The first research by the Department of Agriculture on the water-resistant cotton fabrics of the swelling type was undertaken at the Southern Regional Research Laboratory during the Second World War to produce an unlined (rubberless) fire hose from cotton instead of linen to meet an expected shortage of linen.

At the time of the work, 1942, manufacturers of fire hose stated that many attempts had been made in all sorts of ways to manufacture such hose from cotton but without success.

You can get an idea of the problem by considering fibers and yarns of linen and cotton. Linen consists of relatively long, smooth, straight fibers of low elongation, readily laid parallel, and spun with low twist (small twist angle and little spirality) into strong yarn of low elongation. Such properties favor the tight packing of fibers in yarns as well as of the yarns in the hose structure and assure low stretchability of the hose walls, with a minimum tendency to expand and leak under pressure.

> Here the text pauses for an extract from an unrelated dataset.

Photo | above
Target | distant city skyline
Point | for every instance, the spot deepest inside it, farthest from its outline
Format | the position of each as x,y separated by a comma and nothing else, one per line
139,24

Untreated cotton fibers tend to make a less favorable type of yarn structure for the particular purpose. Cotton yarns are not so compact as linen yarns and tend to hold more air when made into a fabric, so that there is more space to fill. With more air space, there is necessarily less fiber within a given volume of fabric to swell and fill the space; and, to complicate matters, the natural cotton fiber has less swelling capacity than the linen fiber. Finally, the cotton yarns and fabric have more inclination to stretch with the result that the fabric expands under pressure, allowing the yarns to move apart slightly and cause even more leakage.

Briefly, then, the problem in making an unlined cotton fire hose or the swelling-type cotton cloth for other purposes is to make the fibers pack more tightly in the yarn and the yarns more tightly in the fabric, or to do anything else that will have the effect of reducing the space to be filled.